When the sex glands are active there is also increased activity in the thyroid gland. When the thyroid gland is inactive the bird cannot be brought into breeding condition, will be sluggish, inactive and will put on fat with great ease. Males and females alike will sit around with the feathers held loosely. They are not sick; but the males will not sing and the females will not mate. They go into moult easily when placed in a room having too high a temperature. This last state corresponds to the winter condition of birds in the wild state. It is a natural provision whereby the body decreases its activities during the months of bad weather and stores up fuel as a protection against interrupted food supply. The loosely carried feathers enable the bird to keep itself warm with the expenditure of the least amount of energy, and every grain of fat that it carries may be needed to sustain life should it be caught in a blizzard.

Now it is a commonly observed fact that where two physiological functions depend upon each other as cause and effect, the existence of either will tend to bring about the existence of the other. The existence of the moult will stop breeding, the existence of too much fat will also stop breeding, while stimulation of the sex glands will stop moulting and lead to the reduction of fat. While birds live in the natural state the bodily functions fall into a natural order, but when man takes a hand this order is very often upset and it becomes impossible to say which comes first. It is like the classical problem of the chicken or the egg. This will be better understood in connection with the actual causes of upset moult that will presently be given.

Kinds of Baldness:
There are five kinds of baldness known in canaries.
They are:
(1) Congenital Baldness:
There are two ways this may be brought about. When two crested birds are bred together they often throw chicks having deformed head featherings. Some of these chicks may have great masses of feathers on their head while others may have bald spots. Such bald spots are present from the time that the bird hatches. They never have had any feathers or even fuzz on them. When a crested bird is mated to birds having no crested blood and this is carried on over several generations the crest becomes smaller with each generation and will develop defects, such as clefts of naked spots in the center. A continuation of such breeding methods may lead to birds that are totally bald on the tops of their heads. In this case there must be crested blood, and crested birds. It matters not whether inbreeding or outbreeding leads to the baldness; it is in every case a defective crest that we see when we look at the bald head. Only the head is affected. The second way in which baldness can be brought about by breeding is where two yellow birds are mated together. I use the term "yellow" here in its technical sense, meaning a bird that has the color extended uniformly throughout the web of the feathers, as distinguished from the buff bird that has a colorless edging around the web of each feather. When two yellow birds are mated together the feathers become thinner, narrower, harder, more brittle and shorter. This does not happen in the wild state for the simple reason that in the wild state the canary is dark green with almost no trace of yellow except here and there yellowish green. The yellow canary is an albino like the yellow parakeets that are also not found wild. Where this line of breeding is continued for some years the feathers become so short and brittle that the birds will seem to be half naked most of the time. For congenital baldness there is no cure. If the crested bird that is bald is of value, it may be bred to a crest bred bird with good head feathers and will produce some normal young. If the short feathered yellow bird is of value it may be bred to a heavily feathered buff bird and produce normal feathers.

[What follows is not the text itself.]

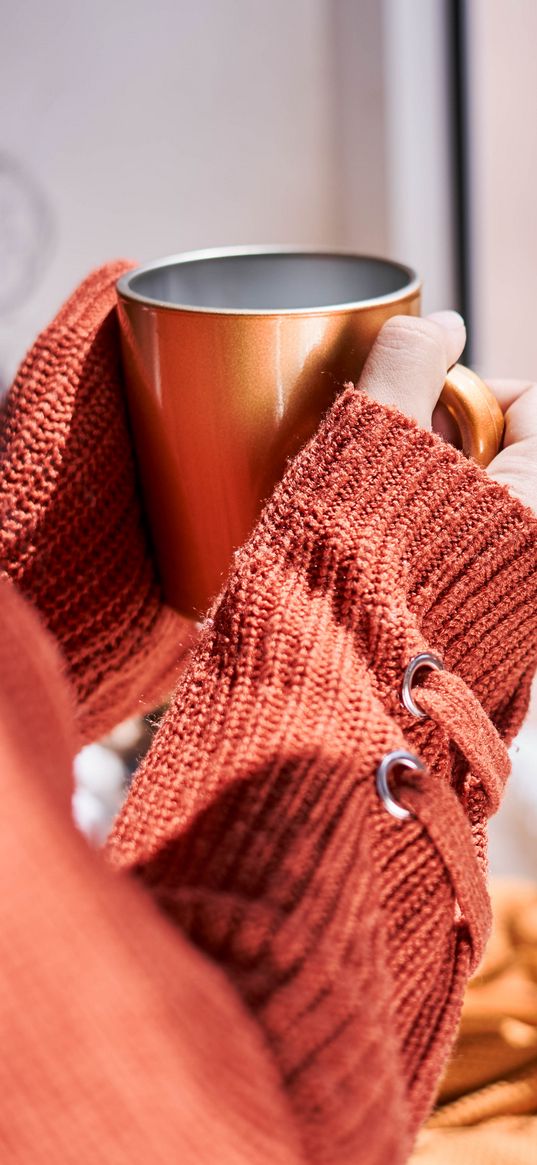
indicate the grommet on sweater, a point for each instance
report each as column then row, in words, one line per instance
column 419, row 662
column 397, row 758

(2) Baldness Due to Upset Moult:
Roller breeders often have this in their young males. Most young males are changed to the singing cages at the time they are feathering their heads at the end of the baby moult. Some of them are apt to be well advanced in their song and the breeder is over anxious to get t, hem into the singing cages and on to a song diet before they develop faults that will make them worthless as show birds. The birds are transferred a little too soon and the diet changed a little too drastically. The result is that the bird comes into full song almost at once and at the same time stops moulting the head feathers. The baby feathers that are still on the head and neck will not stand the wear placed upon them. They soon wear out and the bird is bald. This same thing may happen with any moulting bird. A cold room, a too stimulating diet that brings the bird into breeding condition before the moult is ended, may stop the bird from moulting all of its feathers and then if a new moult is not forced the bird will go bald.

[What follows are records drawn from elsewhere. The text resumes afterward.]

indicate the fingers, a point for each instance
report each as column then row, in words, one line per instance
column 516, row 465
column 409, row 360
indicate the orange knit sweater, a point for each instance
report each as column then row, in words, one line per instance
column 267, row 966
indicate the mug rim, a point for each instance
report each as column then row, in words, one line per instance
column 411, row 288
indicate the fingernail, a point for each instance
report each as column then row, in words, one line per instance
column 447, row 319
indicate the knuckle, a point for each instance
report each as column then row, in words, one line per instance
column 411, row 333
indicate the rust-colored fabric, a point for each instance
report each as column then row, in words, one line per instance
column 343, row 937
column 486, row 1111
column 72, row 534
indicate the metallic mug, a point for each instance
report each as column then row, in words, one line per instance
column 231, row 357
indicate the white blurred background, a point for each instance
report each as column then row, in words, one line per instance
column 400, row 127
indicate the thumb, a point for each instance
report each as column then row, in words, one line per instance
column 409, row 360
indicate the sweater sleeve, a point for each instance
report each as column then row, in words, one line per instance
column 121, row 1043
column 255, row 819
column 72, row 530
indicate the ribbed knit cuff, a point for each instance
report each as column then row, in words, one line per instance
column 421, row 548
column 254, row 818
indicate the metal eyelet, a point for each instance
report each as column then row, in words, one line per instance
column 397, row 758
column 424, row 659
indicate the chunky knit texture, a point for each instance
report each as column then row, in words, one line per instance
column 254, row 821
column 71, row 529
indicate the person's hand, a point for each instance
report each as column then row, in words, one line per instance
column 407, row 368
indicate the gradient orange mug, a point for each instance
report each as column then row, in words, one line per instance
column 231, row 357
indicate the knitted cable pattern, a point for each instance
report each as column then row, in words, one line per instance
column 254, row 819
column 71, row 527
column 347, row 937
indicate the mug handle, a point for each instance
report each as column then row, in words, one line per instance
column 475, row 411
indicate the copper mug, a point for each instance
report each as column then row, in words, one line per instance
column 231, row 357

(3) Baldness Due to Exhaustion:
This is a modification of the case described above, though more serious. Many breeders, especially the novices, will overfeed their hens at the end of the breeding season. They may want that extra nest of birds or they may merely be ignorant and think that they are being kind to their birds. The over-fed hen stays in breeding condition. Often it happens that she has started to moult while raising a nest of birds and has been stimulated in order to save the birds. Often she has been bred for five, six, or even eight nests with no regard to her condition. She does not moult, the feathers that she has wear out, and she is left naked. In many cases she has been so exhausted that should she be forced into a moult she will die, because she is unable to metabolize the materials necessary for the production of feathers.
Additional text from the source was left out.